Seit rund 100 Jahren bilden Antibiotika das Fundament der Behandlung bakterieller Infektionen und haben Millionen von Menschen das Leben gerettet. Doch es zeigte sich: Antibiotika sind Wunderwaffen mit Halbwertszeiten, denn die Krankheiterreger können gegen sie aufrüsten. Bakterien wappnen sich durch Resistenz-Gene gegen die Wirkstoffe und verbreiten diese Erbanlagen untereinander. Erneut können Infektionen dadurch zu lebensgefährlichen Bedrohungen werden. Man hält für diese Fälle sogenannte Reserveantibiotika zurück, die noch nicht so breit eingesetzt wurden. Doch die Resistenzentwicklung wird wohl auch diese Substanzen eines Tages erreichen.
Ein wichtiger Treiber dieser Resistenzentwicklung ist der teils verschwenderische Einsatz der Antibiotika in der Medizin und der Massentierhaltung: Der Mensch begünstigt durch eine „Hau drauf“-Mentalität die Entstehung widerstandsfähiger Bakterien. Oft werden die Medikamente schlicht präventiv verabreicht oder in Fällen, in denen sie völlig unnütz sind, wie beispielsweise bei Erkrankungen, die auf Viren zurückzuführen sind. Schon lange stufen Experten die durch den übermäßigen Einsatz verursachte Bildung von Resistenzen als eine globale Bedrohung der Gesundheit ein. Wie sich der Verbrauch seit der Jahrtausendwende weltweit entwickelt hat, hat nun ein internationales Forscherteam durch die Auswertung von Daten aus 76 Ländern untersucht.

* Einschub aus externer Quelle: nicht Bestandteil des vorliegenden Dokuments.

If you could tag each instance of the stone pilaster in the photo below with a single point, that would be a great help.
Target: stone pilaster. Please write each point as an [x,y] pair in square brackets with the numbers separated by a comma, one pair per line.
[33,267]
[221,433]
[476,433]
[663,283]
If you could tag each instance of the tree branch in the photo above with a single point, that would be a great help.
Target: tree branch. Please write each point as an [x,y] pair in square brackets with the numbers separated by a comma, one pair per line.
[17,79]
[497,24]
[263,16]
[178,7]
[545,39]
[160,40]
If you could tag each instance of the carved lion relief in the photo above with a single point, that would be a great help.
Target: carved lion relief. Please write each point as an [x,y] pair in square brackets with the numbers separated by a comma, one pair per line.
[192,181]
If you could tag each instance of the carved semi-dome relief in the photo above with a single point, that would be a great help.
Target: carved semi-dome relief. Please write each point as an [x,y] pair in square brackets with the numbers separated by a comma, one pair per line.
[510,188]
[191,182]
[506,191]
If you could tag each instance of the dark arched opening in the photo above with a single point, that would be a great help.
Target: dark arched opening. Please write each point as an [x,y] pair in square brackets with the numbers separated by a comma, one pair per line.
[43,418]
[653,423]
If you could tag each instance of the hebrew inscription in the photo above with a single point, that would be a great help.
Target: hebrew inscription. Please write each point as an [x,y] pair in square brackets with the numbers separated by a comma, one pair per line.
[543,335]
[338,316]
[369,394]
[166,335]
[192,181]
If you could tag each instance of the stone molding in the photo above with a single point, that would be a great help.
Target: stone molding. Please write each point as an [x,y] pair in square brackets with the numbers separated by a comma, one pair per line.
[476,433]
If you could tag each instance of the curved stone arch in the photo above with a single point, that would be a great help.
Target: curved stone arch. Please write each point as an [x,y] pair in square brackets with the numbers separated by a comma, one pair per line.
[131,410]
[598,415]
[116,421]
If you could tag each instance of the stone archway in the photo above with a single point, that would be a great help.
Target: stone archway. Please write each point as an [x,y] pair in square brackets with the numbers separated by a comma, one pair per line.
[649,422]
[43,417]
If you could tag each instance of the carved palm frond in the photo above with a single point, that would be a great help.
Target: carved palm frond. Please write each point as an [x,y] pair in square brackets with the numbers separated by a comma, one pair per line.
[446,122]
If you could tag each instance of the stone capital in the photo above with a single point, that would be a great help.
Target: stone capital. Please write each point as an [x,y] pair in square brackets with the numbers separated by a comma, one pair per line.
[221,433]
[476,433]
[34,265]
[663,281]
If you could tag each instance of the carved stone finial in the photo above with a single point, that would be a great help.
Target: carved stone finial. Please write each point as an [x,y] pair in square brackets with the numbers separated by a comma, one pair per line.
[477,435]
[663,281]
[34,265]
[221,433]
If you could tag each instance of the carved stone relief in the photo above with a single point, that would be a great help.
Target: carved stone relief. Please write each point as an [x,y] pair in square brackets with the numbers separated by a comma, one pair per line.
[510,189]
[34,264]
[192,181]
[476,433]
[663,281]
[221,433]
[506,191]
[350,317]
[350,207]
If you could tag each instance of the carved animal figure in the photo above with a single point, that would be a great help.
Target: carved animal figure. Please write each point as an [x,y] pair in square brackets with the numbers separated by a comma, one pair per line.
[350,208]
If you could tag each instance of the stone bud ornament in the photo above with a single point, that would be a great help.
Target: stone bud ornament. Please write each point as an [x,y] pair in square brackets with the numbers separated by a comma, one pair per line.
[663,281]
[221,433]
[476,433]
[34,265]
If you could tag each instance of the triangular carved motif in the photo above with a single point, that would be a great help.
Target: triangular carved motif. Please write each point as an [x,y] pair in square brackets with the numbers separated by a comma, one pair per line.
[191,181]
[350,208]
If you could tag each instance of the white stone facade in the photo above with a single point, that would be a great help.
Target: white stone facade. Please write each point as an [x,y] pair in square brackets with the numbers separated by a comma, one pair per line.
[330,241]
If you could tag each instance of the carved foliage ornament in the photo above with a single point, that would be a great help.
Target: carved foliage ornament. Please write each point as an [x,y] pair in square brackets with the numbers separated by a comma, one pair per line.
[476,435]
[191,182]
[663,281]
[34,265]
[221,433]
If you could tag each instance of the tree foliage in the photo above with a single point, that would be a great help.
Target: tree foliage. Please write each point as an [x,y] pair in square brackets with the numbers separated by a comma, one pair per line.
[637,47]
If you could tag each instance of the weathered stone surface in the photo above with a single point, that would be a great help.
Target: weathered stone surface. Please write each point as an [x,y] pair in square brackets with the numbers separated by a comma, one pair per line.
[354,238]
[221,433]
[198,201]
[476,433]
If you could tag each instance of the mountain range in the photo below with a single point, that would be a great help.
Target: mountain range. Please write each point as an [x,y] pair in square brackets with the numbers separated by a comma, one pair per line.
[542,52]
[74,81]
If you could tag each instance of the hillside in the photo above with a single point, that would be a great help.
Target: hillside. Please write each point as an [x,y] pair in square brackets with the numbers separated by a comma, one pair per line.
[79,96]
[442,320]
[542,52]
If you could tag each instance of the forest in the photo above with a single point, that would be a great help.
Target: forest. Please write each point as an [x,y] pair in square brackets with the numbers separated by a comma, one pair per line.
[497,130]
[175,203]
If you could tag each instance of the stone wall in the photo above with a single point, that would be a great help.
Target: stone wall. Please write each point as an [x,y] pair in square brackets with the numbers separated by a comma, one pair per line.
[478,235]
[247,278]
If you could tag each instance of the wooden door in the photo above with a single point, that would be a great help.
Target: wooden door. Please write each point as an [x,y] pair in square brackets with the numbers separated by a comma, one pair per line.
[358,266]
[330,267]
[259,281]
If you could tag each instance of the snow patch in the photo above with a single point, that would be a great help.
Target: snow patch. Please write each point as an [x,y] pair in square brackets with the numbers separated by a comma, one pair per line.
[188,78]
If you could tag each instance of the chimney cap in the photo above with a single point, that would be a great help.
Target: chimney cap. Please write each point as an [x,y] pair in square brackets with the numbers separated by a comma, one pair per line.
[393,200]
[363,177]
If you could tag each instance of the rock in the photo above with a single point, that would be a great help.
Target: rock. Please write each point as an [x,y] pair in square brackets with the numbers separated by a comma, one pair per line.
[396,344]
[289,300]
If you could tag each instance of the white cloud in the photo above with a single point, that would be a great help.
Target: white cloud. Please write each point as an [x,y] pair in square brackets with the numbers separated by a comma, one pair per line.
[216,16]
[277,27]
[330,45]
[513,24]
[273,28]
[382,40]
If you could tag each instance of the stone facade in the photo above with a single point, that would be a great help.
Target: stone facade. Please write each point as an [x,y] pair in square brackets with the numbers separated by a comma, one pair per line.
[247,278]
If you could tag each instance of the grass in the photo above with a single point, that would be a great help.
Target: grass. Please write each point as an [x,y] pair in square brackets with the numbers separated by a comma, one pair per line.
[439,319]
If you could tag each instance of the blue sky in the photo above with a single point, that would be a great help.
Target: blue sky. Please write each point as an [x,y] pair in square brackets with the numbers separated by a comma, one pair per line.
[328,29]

Mehr Verbrauch – mehr Gefahr der Resistenzbildung
Es zeigte sich: Unterm Strich ist der weltweite Verbrauch von Antibiotika beim Menschen um 65 Prozent gestiegen und die durchschnittliche Antibiotikakonsumrate um 39 Prozent pro 1000 Einwohner pro Tag. Zurückzuführen ist diese Entwicklung vor allem auf Länder mit niedrigen bis mittleren Einkommen, berichten die Forscher. Dort lag der Zuwachs im Verbrauch zwischen 2000 und 2015 bei 114 Prozent und bei der Konsumrate bei 77 Prozent. Der Anstieg war in diesen Ländern mit der Zunahme des Bruttoinlandsprodukts pro Kopf gekoppelt, zeigten die Auswertungen. In Ländern mit hohem Einkommen, ist der Gesamtverbrauch hingegen nur moderat gestiegen und die Konsumrate sogar um vier Prozent gefallen, zeigten die Auswertungen. Überall auf der Welt ist hingegen ist der Einsatz von Reserveantibiotika im Untersuchungszeitraum stark angestiegen, betonen die Forscher.
Letztlich spiegelt sich im Zuwachs des Verbrauchs in einkommensschwächeren Ländern durchaus auch eine gute Entwicklung wider: Da diese Länder besonders von Infektionskrankheiten betroffen sind, ist der Zugang zu Antibiotika dort besonders wichtig. Allerdings muss der Einsatz auch hier sinnvoll sein. Wenn die Entwicklungen so weitergehen wie bisher, prognostizieren die Forscher, dass im Jahr 2030 der weltweite Verbrauch von Antibiotika noch einmal um 200 Prozent im Vergleich zum Niveau von 2015 gestiegen sein wird.
Bezüglich der Entwicklung von Antibiotikaresistenzen sind dies keine guten Aussichten. „Wir müssen nun entschlossen handeln, um die Wirksamkeit von Antibiotika zu erhalten“, sagt Co-Autor Ramanan Laxminarayan vom Center for Disease Dynamics, Economics & Policy in Washington. „Dazu gehören Maßnahmen, die den Konsum reduzieren, wie Impfstoffe oder Infrastrukturverbesserungen, insbesondere in Ländern mit niedrigem und mittlerem Einkommen. Neue Medikamente können wenig zur Lösung des Resistenzproblems beitragen, wenn sie unangemessen verwendet werden, sobald sie eingeführt sind“, so der Wissenschaftler.